This review was originally written for the Essential Director Series boxed set from Wellspring in 2007 and published at DVDTalk.com.
Coming right on the heels of Breathless [review], Michel Subor's Bruno in Le Petit Soldat is like Belmondo's Michel if he had actually been able to outrun those bullets. A French deserter living in Switzerland, Bruno has gotten out of one life and is looking to engage in a new one. At the very beginning of Le Petit Soldat, he informs us in voiceover that he's getting too old to be stuck in the action, he needs to get serious about life, the lesson Belmondo should have learned. Currently, Bruno is using his job as a photographer as his cover for his activities as a secret agent on the side of the French nationalists in the war against Algeria. Yet, with all the macho posturing--how many times does someone ask him if he's scared?--it usually appears that Bruno is just playing at being a secret agent, just like Belmondo was playing at being a gangster.

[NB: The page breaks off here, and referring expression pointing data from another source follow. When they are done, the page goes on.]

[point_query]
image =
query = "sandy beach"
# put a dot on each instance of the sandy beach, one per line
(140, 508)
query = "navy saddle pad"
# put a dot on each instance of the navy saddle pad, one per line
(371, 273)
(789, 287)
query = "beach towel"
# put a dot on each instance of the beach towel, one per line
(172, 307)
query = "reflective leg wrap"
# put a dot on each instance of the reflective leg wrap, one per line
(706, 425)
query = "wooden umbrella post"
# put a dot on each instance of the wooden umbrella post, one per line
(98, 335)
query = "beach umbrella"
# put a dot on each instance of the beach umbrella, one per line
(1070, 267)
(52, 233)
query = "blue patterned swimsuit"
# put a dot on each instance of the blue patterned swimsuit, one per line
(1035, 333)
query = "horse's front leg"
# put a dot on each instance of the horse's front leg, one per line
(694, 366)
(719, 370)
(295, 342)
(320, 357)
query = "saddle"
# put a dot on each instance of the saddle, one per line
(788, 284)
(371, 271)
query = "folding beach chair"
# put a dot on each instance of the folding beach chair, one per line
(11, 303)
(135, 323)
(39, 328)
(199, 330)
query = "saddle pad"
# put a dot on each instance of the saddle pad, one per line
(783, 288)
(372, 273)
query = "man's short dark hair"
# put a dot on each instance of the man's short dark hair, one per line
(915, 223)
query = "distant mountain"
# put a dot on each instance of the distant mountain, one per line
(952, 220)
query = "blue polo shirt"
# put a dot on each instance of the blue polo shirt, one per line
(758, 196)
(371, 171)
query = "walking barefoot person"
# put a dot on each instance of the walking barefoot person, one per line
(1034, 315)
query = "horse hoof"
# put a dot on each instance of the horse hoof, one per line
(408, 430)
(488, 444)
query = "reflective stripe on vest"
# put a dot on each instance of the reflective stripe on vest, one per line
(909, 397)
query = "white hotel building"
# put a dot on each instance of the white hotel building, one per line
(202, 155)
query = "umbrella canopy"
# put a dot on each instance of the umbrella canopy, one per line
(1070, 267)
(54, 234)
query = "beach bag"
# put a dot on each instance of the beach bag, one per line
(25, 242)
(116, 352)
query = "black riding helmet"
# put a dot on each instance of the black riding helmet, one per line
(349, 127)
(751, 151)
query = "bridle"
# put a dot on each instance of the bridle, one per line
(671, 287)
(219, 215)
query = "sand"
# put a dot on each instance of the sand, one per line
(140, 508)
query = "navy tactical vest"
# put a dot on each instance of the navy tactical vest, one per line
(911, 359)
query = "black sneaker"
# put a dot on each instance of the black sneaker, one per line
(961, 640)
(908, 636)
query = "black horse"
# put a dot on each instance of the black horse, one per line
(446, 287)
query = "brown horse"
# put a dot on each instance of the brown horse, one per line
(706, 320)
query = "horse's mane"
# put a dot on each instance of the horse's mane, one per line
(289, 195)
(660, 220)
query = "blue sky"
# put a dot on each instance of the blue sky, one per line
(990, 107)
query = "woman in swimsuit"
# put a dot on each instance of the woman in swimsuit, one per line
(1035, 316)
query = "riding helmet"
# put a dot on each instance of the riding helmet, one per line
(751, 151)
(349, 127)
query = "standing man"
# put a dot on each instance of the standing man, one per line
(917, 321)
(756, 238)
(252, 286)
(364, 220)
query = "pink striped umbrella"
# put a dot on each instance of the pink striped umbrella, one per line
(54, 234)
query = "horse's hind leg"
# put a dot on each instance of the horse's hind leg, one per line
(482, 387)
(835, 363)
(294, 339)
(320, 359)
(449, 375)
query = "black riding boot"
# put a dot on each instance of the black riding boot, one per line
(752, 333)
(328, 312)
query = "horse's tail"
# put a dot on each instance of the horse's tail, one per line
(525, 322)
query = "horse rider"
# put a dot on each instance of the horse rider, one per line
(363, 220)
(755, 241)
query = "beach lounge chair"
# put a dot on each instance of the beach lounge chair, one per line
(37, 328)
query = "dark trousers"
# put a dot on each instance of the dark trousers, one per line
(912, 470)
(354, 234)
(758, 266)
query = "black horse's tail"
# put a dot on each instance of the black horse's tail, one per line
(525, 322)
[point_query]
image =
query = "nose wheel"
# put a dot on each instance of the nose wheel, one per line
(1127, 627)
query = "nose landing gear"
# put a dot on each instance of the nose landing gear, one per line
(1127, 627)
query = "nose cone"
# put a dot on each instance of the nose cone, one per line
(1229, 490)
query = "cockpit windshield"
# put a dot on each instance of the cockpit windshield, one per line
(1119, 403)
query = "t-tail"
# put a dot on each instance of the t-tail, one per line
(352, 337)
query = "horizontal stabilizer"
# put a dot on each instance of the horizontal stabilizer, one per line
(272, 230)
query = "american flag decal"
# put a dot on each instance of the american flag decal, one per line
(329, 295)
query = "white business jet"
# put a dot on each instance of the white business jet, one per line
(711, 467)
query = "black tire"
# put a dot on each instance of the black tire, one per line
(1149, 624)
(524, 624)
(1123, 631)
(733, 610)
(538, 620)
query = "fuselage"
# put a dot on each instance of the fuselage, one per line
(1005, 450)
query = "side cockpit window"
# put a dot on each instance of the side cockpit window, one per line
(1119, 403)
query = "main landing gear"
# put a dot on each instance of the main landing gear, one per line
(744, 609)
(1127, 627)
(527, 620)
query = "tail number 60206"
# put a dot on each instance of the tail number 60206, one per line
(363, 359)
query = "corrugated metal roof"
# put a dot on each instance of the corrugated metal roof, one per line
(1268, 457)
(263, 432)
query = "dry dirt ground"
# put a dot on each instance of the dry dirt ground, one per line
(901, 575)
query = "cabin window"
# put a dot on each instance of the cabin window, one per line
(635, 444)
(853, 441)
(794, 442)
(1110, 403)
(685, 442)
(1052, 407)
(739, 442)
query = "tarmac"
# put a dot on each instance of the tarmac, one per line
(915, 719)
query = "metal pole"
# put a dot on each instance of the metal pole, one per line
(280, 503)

Jean-Luc Godard is in scrappy form in Le Petit Soldat. The plot is just as simplistic as Breathless, but that's not the point. Any clenched first can punch you in the face, it's how you swing it. Bruno wants to be a secret agent, but he can't bring himself to kill. He is all mixed up and in love, chasing the beautiful Russian model Veronica Dreyer--likely named for the Danish director but played by Anna Karina, the iconic actress in her first role. Bruno crosses the French, then he gets in trouble with the Algerians, and then he doubts the girl and wonders what it's all for. Most of the movie moves at a fast clip, just like most early Godard, and with the quick cuts and change-ups, you have to be on your toes and stick with it. It only drags some in the middle when the scenes of torture Bruno suffers at the hands of the Algerians goes on a little too long--even despite the narration noting that torture is boring and promising to move through it quickly. Then again, this could also be the director's commentary on the public's laissez-faire views of the issue. (One wonders what Jean-Luc would make of 24.)
It's actually that torture that got the movie banned by French censors for several years, since Godard includes references to the French resorting to the practice, not just the Algerians. In a way, it's fitting that there would be so much contention over Le Petit Soldat, since the auteur appears to have been in a contentious mood when he made it. Not just about the politics of the war, either, but about cinema and possibly his place in the movement he had helped start. Bruno has a monologue where he condemns actors while praising cinema (the famous "Photography is truth. And cinema is truth 24 frames a second" quote). Connections are drawn between Bruno shooting with his camera and shooting (or not shooting) with a gun, including the self-reflexive quoting of the movie's cinematographer, Raoul Coutard, who coined the term "the great hassle." He likely meant it in terms of movie making, that when you try to shoot a film on the street, street life gets in the way; here, it refers to the continued blocking of Bruno carrying out his assigned assassination.
Ultimately, this metaphor leads to Bruno questioning the difference between doing nothing and hollow action. Is it really better to take up arms for a cause if the fundamental precepts of that cause have not been thought through? Is it okay, for instance, to love France for their cinema, but dislike the Arabs because they live in deserts and you can't stand the heat? Is deconstructionist theory enough reason to make a motion picture? Bruno may eventually make his move, but it feels more out of necessity, of being stuck in the flow of things, than it is any settling on a particular conviction. The questions still hang in the air. Yet, the existential futility, the unstoppable events that happen around him, end up giving him that independence he seeks.